Saïd Aissaoui, directeur commercial de la banque, évoque une nécessité d'adaptation : "On doit adapter notre façon de fonctionner, notre organisation". Malgré ces explications, cette décision est perçue par de nombreuses municipalités comme une perte de lien et de proximité particulièrement importante pour les zones rurales.

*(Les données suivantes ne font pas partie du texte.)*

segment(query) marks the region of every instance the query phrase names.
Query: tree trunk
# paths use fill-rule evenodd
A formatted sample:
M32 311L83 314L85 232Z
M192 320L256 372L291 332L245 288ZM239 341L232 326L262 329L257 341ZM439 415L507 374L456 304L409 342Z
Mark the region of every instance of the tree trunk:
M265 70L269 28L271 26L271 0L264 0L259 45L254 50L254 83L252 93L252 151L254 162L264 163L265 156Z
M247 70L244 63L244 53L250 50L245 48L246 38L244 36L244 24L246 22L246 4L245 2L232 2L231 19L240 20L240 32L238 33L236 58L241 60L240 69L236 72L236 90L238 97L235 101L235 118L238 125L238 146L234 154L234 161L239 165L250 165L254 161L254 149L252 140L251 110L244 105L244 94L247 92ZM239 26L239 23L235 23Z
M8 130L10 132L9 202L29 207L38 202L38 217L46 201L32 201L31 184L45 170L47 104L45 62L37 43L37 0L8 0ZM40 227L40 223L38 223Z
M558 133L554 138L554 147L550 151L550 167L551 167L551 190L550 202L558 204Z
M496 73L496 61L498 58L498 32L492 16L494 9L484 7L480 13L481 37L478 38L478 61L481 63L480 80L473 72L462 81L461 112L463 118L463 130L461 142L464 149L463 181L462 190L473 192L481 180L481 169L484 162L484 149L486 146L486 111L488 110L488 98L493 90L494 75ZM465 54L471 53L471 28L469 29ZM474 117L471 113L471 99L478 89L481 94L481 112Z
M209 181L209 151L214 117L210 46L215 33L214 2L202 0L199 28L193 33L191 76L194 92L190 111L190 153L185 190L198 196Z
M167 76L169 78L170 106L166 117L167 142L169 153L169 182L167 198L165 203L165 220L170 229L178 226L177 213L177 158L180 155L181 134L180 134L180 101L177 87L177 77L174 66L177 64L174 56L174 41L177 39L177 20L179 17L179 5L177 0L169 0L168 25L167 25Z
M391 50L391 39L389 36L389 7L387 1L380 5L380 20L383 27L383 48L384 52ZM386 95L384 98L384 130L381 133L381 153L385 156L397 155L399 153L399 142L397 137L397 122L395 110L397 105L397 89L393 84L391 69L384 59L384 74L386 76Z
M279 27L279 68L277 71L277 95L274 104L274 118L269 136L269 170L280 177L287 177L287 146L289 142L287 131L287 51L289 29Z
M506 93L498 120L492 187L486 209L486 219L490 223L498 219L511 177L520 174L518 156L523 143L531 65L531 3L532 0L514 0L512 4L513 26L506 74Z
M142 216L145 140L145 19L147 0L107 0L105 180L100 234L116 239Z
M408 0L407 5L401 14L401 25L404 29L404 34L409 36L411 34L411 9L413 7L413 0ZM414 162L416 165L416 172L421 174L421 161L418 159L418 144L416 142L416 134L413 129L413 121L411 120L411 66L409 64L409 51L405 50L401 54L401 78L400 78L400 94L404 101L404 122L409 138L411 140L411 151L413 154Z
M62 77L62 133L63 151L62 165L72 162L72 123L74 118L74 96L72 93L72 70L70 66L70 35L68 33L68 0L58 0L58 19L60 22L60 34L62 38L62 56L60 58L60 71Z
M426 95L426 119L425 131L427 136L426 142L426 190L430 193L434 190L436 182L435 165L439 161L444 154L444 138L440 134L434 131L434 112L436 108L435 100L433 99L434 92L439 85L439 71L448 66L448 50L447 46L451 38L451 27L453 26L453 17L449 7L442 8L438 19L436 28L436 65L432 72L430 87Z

A Pays de Clerval, la crainte de perdre la proximité
Le maire de Pays de Clerval, Clovis Roussel, a exprimé son mécontentement suite à cette annonce : "Le Crédit Agricole abandonne la ruralité là où il a écrit ses lettres de noblesse !" . En effet, il y a des craintes que les plus vulnérables, notamment les personnes âgées ou à faibles revenus, se retrouvent encore plus isolés. Roussel a posté un appel à la mobilisation sur les réseaux sociaux et a commencé à rassembler les signatures pour une pétition, recueillant plus de 500 soutiens en quelques jours.
De son côté, la direction de la banque rassure en affirmant avoir consulté divers acteurs locaux, comme des agriculteurs et commerçants, pour envisager des solutions alternatives, y compris le maintien des distributeurs de billets. Aissaoui souligne également que le Crédit Agricole investira plus de 13 millions d'euros en 2026 pour moderniser ses agences, avec un engagement à soutenir les entreprises locales.
La liste des dix agences concernées
Les agences qui fermeront incluent :
- Pays de Clerval (25)
- Pays de Montbenoît (25)
- Besançon - Montrapon (25)
- Charquemont (25)
- Mandeure (25)
- Hérimoncourt (25)
- Vauvillers (70)
- Fougerolles (70)
- Saint Junien-sur-Surans (39)
- Beaucourt (90)
Cette restructuration représente un enjeu crucial pour les habitants et les élus qui craignent de perdre l'accès à des services bancaires de proximité.